This text is about a journey that starts at ‘intense burning indifference’ and ends in… No, not now. Few are the readers that would like to know where their journey ends already by the end of the first sentence.
When I was one-digit years old, I used to do needlework. I ended up at it, because gazillions of times each day I asked the question none of my adult wanted to hear. “What shall I to do now?”. Now that I write these lines, after having resided in the two-digit age world for quite a while, I sincerely admire my younger self for the phrasing, that is so common for grown-ups in desperate situations and at the same time is as logically sound for myself at the time as a string of words could possibly be. There was a lot of “You shall not run down the stairs” (which together with “Don’t slide down the handrail” left me with no fun options other than walking down the stairs backwards and this turned out painful) and “Kids shall not interrupt the conversations of the adults” in my everyday life back then, so my political correctness is admirable in conveying the message “I am bored to death.

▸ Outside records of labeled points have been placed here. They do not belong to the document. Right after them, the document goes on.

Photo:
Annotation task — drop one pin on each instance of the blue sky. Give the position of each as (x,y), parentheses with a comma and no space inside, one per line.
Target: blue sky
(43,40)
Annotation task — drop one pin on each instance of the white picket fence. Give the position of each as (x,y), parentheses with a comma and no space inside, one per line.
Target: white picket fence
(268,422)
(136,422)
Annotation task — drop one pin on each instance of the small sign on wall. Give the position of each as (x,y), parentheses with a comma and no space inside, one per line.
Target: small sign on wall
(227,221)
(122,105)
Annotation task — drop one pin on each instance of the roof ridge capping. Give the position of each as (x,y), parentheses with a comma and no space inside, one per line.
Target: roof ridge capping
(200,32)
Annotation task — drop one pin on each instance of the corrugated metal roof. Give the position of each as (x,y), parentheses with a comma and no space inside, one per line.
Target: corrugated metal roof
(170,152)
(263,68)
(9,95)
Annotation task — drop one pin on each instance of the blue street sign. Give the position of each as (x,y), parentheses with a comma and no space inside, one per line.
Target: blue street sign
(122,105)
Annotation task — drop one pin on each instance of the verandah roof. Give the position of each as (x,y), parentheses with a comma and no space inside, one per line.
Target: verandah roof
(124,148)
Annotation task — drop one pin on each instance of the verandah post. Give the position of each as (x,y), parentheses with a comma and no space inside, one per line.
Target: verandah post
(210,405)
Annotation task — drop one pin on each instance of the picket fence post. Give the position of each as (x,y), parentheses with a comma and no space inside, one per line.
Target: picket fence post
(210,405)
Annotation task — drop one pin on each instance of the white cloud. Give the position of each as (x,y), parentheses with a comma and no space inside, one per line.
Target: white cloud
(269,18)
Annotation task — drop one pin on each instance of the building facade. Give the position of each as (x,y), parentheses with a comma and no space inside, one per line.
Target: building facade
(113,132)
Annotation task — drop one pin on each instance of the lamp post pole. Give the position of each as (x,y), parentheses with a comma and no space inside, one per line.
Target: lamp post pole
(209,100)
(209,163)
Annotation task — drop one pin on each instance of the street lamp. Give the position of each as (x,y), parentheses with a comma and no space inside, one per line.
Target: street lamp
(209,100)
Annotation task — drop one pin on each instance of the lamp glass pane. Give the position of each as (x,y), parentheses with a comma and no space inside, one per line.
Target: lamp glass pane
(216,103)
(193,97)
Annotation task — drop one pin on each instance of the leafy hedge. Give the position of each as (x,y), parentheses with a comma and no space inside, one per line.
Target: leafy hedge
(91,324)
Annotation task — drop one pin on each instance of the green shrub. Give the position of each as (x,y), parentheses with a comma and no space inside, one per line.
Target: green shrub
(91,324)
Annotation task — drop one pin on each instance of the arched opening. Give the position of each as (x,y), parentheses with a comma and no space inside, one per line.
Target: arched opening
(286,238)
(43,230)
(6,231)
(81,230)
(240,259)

If none of my ideas how to pass the time is good enough for you, dear adults, then could you please be kind to list me alternatives to choose from.”
I was already well educated never to turn down a meal, before I tasted it. So, when I was presented with the option of making needlework picture, I decided to try. The picture showed of a bunch of horses. The animals I didn’t have any opinion about. Although horses were remarkably popular – each time I needed to answer the question “Which is your favourite animal?” in the memory book of any classmate or neighbour, I found out that 70% of the people that wrote in it before me liked “Horse and dog” above all. Similar to “Favourite dish?” – “French fries”. When I asked in the family – my last resort for solving mysteries – is there anything special about the horse, so everyone is so keen of it, I received the answer “It is a magnificent animal”. Such an answer could easily make anyone at a tender age feel wrong with being indifferent to the magnificence, so I said to myself ‘fine, I like it, since I have no other choice’. I didn’t but…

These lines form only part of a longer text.